Introduce a Disposable Camera
Your child has a unique point of view. Let them capture it with a disposable camera and an afternoon wandering around your house and yard. (Or, take them to a beautiful outdoor space like a local or national park). Try not to give them any instruction on what to capture and see what they come back with. If they need a little direction, ask them to take a few pictures of things up close and things from far away.

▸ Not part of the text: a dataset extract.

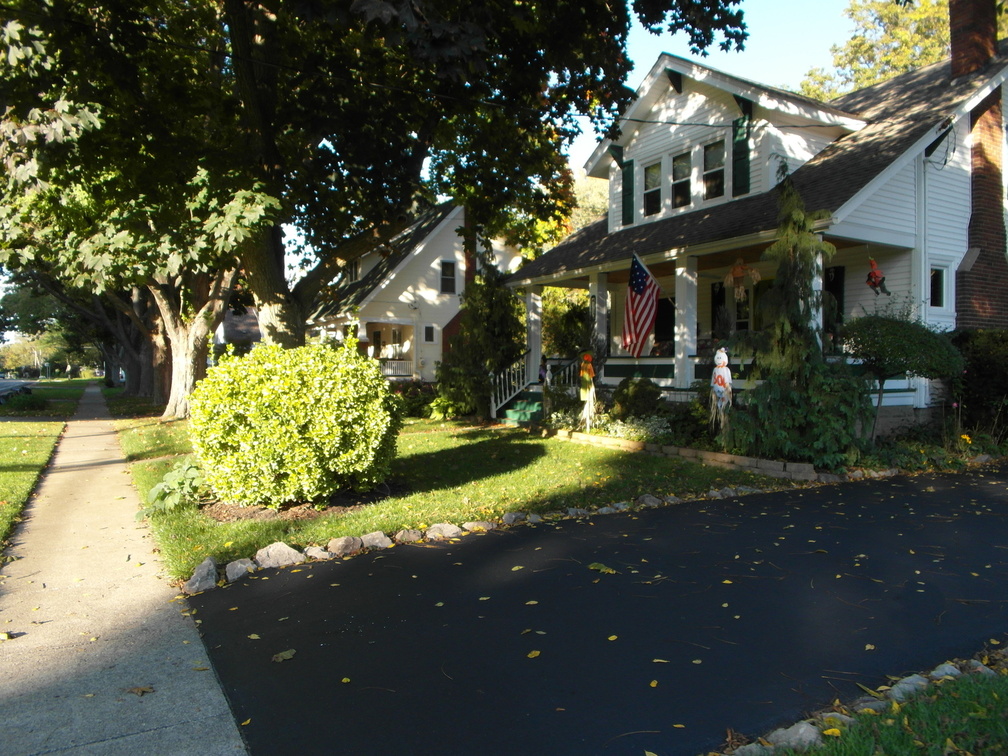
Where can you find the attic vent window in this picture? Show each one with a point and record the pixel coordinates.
(681, 168)
(652, 189)
(448, 276)
(714, 169)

You can also encourage your child to bring a camera with them everywhere they go for a week. At the end of the week, print out the pictures and ask them to make a collage using cut-outs of the pictures and art materials.
Use the Sky
Have you ever laid on the grass and looked up at the sky for hours or even minutes at a time? Take your child outside on a cloudy day and try to find clouds that look like familiar things or shapes. Maybe they'll see a pirate or a flying duck and an ice cream cone. Use the things your child sees to make up funny stories about pirate and ducks and ice cream. In a similar vein, go star-gazing in the wilderness and use the stars to make shapes by connecting the "dots" (aka stars). Make up stories with the dot shapes, instead.
Create a Dress-Up Corner
Instead of throwing away old costumes or clothes, keep them in a dress-up corner for your sons and daughters. Old sports items like goggles, ski masks, flippers, and tutus can add to the fun, too. Leave it out and you'll be surprised at how often your children gravitate towards the box without any prodding from you.
Make Instruments and Put on a Concert
If you have old containers (like cereal boxes, oatmeal or ice cream tubs, and Pringles cans) you can use scissors, tape and string to make your own instruments. Don't provide instruction and see how your child makes a functional drum, shaker, or flute or guitar. Make a variety of instruments and put on a concert. Take it a step further and make up a name and back-story for your family band!
Use Boxes to Create a Made-Up World
If you've ever given a large gift for a holiday and seen your child become more interested in the huge box than the gift, you know that boxes are great blank slates for creativity. Gather different sizes and shapes of boxes and take a day to create a made-up world in your play room or backyard. Provide scissors, tape and markers to alter the boxes. You may find you and your child creating streets, neighborhoods, castles or enchanted forests.